Sejak pertengahan usia 20-an tahun, Mutiara (40) rutin mengagendakan jadwal bepergian. “Yang pasti, saya selalu membuat agenda birthday trip sebagai hadiah untuk diri sendiri. Ini di luar jadwal bepergian saya yang seringnya karena dorongan impulsif,” ujarnya. Ia menambahkan, adanya jadwal libur hari kejepit yang saat ini kerap dibagikan tepat menjelang akhir tahun amat membantu untuk segera mengunci tanggal.
Baginya, merayakan ulang tahun dengan berjalan ke suatu daerah baru menjadi hadiah terbaik. “Makna perjalanan buat saya dalam sekali, saya sendiri sulit menjabarkan dengan kata-kata,” ujarnya. Lebih kerap melakukan perjalanan solo, salah satu destinasi yang selalu berkesan baginya adalah saat mendatangi Timor Leste. “Saya pergi sendiri, tidak punya teman yang sudah pernah ke sana untuk bisa kasih referensi, jadi semuanya ya go with the flow aja. Dan, ternyata jadi salah satu perjalanan paling berkesan. Saya memang biasanya pergi sendiri atau berdua teman. Enggak pernah rame-rame,” ujarnya sambil tersenyum.
Melakukan perjalanan sejatinya adalah insting alami yang dimiliki setiap manusia, dengan berbagai tujuan.

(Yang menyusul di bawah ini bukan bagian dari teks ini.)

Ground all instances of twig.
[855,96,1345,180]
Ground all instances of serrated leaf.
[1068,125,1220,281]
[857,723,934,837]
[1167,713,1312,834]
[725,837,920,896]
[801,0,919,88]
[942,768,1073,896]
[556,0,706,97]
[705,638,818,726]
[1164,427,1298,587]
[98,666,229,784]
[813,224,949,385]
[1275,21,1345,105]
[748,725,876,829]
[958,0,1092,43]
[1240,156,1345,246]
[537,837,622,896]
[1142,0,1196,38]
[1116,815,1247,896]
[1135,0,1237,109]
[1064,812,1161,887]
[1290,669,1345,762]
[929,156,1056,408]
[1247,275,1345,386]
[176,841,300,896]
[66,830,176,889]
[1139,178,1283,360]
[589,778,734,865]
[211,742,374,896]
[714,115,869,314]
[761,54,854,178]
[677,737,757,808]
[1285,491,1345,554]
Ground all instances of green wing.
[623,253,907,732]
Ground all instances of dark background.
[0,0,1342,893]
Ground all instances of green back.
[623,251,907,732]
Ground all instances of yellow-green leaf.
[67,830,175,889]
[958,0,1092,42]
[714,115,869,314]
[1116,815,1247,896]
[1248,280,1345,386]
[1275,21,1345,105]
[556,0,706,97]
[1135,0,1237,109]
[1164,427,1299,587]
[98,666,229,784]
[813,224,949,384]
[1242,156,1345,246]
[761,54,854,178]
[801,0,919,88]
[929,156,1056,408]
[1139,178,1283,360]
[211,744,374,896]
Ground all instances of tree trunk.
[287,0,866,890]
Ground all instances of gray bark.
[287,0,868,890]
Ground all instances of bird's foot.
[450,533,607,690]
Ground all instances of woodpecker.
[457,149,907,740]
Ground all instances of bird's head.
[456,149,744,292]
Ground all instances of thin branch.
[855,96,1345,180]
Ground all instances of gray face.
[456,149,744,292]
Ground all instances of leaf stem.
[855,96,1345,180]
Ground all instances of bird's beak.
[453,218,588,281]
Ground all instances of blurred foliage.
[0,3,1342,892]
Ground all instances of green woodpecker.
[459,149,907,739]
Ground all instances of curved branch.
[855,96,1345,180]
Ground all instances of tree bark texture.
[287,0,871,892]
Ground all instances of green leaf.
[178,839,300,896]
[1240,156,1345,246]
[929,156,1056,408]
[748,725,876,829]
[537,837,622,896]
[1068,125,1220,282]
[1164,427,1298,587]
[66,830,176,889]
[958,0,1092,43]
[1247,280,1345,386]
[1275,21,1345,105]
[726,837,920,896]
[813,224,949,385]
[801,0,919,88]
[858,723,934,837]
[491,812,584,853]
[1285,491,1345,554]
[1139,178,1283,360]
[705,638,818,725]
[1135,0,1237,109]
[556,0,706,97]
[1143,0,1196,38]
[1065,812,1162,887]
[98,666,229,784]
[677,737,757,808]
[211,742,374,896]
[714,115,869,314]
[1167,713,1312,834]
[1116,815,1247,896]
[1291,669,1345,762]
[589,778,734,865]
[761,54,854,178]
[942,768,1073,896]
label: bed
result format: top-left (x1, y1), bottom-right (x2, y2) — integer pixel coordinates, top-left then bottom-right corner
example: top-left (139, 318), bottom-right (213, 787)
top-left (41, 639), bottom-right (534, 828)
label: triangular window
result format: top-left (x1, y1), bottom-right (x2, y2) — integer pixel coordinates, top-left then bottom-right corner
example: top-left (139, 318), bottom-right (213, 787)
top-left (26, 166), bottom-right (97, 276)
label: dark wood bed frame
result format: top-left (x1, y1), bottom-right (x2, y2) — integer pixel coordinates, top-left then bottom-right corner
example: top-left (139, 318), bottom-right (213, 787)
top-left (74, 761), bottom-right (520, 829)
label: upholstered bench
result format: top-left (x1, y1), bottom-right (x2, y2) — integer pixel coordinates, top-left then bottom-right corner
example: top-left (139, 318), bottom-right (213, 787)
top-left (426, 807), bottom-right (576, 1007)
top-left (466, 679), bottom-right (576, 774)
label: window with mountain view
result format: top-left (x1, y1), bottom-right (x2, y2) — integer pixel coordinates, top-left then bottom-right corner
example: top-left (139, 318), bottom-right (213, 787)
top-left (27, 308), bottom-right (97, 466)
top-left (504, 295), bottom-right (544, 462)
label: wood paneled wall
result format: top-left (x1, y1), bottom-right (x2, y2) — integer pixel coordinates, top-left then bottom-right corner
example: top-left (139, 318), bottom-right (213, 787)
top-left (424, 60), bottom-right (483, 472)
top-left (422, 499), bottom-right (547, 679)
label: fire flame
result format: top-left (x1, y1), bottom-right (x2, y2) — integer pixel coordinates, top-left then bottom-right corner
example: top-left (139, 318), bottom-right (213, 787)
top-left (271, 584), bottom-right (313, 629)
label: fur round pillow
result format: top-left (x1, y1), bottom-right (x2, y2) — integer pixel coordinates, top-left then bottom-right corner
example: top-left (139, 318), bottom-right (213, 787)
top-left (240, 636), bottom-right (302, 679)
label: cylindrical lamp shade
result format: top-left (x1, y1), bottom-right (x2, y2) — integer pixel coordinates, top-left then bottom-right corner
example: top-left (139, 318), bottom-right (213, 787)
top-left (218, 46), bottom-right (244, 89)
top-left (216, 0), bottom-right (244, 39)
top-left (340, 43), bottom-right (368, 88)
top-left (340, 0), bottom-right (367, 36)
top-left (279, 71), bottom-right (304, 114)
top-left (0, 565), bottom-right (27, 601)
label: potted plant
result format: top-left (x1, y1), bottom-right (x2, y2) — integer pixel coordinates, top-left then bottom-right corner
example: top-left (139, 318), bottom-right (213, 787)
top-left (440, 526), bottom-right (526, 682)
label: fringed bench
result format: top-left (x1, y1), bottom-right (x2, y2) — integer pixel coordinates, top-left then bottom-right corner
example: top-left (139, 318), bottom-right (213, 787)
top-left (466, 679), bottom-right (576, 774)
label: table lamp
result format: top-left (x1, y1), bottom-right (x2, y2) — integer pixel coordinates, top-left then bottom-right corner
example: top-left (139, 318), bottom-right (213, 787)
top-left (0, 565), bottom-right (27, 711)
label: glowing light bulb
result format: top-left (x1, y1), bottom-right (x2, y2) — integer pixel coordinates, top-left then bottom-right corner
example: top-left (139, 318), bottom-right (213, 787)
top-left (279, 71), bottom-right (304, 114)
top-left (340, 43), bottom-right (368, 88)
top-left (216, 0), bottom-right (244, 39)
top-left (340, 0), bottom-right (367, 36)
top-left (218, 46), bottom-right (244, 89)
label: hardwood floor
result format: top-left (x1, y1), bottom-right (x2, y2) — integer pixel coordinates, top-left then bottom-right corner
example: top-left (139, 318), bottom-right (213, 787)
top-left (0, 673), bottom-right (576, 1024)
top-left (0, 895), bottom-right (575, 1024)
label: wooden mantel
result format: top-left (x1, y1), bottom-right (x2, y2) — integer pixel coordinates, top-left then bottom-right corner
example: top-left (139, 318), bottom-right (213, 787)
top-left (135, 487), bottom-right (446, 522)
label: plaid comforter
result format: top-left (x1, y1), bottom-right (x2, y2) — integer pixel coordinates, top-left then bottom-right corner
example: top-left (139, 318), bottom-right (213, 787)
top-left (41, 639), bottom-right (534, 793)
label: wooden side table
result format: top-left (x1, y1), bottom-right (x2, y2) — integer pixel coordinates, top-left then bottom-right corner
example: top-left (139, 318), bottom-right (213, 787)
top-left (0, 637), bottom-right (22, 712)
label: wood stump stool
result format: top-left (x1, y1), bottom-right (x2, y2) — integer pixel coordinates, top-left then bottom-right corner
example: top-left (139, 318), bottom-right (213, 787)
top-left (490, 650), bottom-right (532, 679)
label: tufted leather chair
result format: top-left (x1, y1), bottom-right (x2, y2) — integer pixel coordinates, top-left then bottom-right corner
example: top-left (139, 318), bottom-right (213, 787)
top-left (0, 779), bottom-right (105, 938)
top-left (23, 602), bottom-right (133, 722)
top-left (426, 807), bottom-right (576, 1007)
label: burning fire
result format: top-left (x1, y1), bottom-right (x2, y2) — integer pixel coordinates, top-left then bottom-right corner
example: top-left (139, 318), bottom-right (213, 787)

Seperti pendapat Guyer-Freuler E dalam bukunya Handbuch des Schweizerischen Volkwirtschaft (1939), kepariwisataan merupakan gejala zaman yang didasarkan kebutuhan pergantian suasana, kesadaran akan keindahan, kesenangan, dan kenikmatan alam semesta, serta bertambahnya pergaulan berbagai bangsa sebagai hasil perkembangan perniagaan.
Fenomena peradaban
Manusia prasejarah terus berpindah tempat sebagai cara untuk bertahan hidup. Pada era klasik, bangsa Mesir Kuno dan Yunani Kuno biasa bepergian untuk mencari hiburan, pengalaman, dan relaksasi. Pada masa Romawi Kuno (300 SM), infrastruktur bertambah dengan adanya jaringan jalan besar sepanjang 90 ribu kilometer dan 200 ribu kilometer jalan-jalan pedesaan yang lebih kecil. Hal ini kian menyuburkan tren perjalanan berlibur.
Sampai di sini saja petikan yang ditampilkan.